MENJADI TANAH YANG BAIK SEKALIGUS PENABUR YANG
HANDAL (Mrk 4: 1 – 20)
Hari ini
Gereja Katolik sejagat merayakan pesta St. Joseph Freinademetz. Joseph
Freinademetz dilahirkan dalam sebuah keluarga Katolik yang saleh pada tanggal
15 April 1852 di Oies, Tyrol, di daerah
pegunungan Alpen, sebelah utaraa Italia. Ia ditahbiskan menjadi seorang imam
projo pada tanggal 25 Juli 1875 di kota
Brixen. Kemudian Pater Josep menggabungkan diri dengan Serikat Sabda Allah
karena keinginannya yang kuat untuk menjadi seorang misionaris. Pada tanggala
15 Maret 1879, Pater Josep bersama dengan Pater Yohanes Baptis Anzer, berangkat
ke tanah misi di Cina. Perjalanan mereka
tempuh selama lima minggu. Pater Josep kemudian ditempatkan di Propinsi
Shantung. Di sana ia bekerja bersama bruder Antonio, seorang biarawan
Fransiskan dari Italia.
Kemahiran
Pater Josep dalam berbahasa Tionghoa sungguh membantunya dalam pergaulan dengan
umat setempat. Ia dengan cepat dapat menyesuaikan diri dengan kebiasaan umat di
Shantung. Kepribadiannya yang menarik, sifatnya yang rendah hati, rajin,
sederhana dan berkemauan keras membuat dia sangat dicintai oleh umatnya.
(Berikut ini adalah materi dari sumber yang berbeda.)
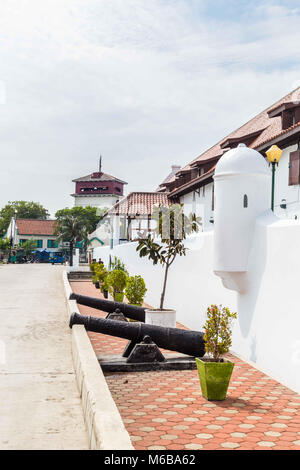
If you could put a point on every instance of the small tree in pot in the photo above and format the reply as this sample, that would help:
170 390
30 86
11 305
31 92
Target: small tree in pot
135 290
172 228
100 274
116 282
215 372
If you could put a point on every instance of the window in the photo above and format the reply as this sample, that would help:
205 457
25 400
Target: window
294 168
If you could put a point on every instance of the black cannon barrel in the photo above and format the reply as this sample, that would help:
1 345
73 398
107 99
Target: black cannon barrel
130 311
184 341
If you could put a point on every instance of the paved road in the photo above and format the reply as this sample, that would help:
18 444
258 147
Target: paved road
40 407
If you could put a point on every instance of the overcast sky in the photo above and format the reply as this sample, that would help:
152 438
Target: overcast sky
146 83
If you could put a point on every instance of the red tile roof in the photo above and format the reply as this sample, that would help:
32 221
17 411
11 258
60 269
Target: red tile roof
35 227
269 128
139 203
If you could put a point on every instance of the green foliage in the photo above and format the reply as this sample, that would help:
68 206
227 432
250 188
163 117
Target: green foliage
116 281
4 245
93 264
26 210
116 263
217 331
28 247
70 229
135 290
172 227
87 217
101 273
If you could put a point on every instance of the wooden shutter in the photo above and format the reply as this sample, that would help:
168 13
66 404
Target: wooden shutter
294 168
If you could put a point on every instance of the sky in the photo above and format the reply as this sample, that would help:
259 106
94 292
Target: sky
145 83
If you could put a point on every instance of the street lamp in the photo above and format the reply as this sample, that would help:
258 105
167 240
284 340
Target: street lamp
273 154
15 227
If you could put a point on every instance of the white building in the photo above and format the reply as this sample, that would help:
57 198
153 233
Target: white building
39 230
249 263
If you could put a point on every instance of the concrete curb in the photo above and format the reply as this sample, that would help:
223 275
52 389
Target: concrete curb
106 430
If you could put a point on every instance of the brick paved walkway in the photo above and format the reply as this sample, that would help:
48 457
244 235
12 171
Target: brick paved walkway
165 410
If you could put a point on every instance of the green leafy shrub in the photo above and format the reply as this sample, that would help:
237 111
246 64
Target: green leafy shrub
172 227
135 290
116 263
100 273
217 331
92 266
116 281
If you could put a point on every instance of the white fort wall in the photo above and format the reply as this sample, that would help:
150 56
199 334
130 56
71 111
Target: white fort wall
267 330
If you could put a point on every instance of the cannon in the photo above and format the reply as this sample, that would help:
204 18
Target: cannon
130 311
186 342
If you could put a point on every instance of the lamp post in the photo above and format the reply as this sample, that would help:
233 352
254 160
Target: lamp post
273 154
15 227
12 235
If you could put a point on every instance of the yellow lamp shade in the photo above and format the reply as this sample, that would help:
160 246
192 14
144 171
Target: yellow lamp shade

Semuanya itu sungguh memudahkan dia dalam karya pewartaannya. Ia dengan tekun
mengunjungi desa-desa untuk mewartakan Injil dan melayani sakramen. Kepadanya
selalu diberitahu agar berhati-hati terhadap segala bahaya. Tetapi ia tidak
gentar sedikit pun karena ia yakin bahwa Tuhan senantiasa menyertainya. Pater
Josep membaktikan seluruh hidupnya bagi misi di Cina dan untuk orang-orang yang
dilayaninya tanpa pernah kembali untuk melihat tanah kelahirannya. Setelah
berkarya selama 18 tahun, secara tiba-tiba ia terserang penyakit TBC dan Typhus
yang mengakibatkan kematiannya pada tanggal 28 Januari 1908. Joseph
Freinademetz SVD bersama sahabatnya Arnoldus Jansen SVD dibeatifikasi oleh Paus
Paulus VI pada tanggal 19 Oktober 1975
dan dikanonisasi pada tanggal 5 Oktober 2003 oleh Paus Yohanes Paulus
II.
Dalam
bacaan yang barusan diperdengarkan kepada kita, Penginjil Markus berkisah tentang Yesus yang mengajar banyak
orang dengan menggunakan perumpaan. Dan perumpamaan yang digunakan oleh Yesus
adalah perumpaan tentang seorang penabur. Penabur adalah orang yang melakukan pekerjaan menabur. Kegiatan menabur berkaitan dengan bidang pertanian; menabur benih
tumbuhan di ladang pesemaian.Yesus memang sengaja mengajar dengan menggunakan
perumpamaan. Maksudnya agar orang lebih mudah paham dengan bahan ajar yang ia
tawarkan atau berikan. Dan kata penabur sebagai materi dasar ajarannya
merupakan sebuah istilah yang sangat familiar, tidak asing lagi bagi masyarakat
Yahudi di kala itu. Dalam struktur masyarakat Yahudi, pekerjaan bertani
merupakan pekerjaan yang umumnya dilakukan pada masa itu. Sehingga tidak heran
Yesus menggunakan istilah penabur yang merupakan pekerjaan pokok seorang
petani.
Jika kita perhatikan cermat, ada
tiga kata kunci yang digunakan Yesus dalam menyampaikan perumpamaan-Nya.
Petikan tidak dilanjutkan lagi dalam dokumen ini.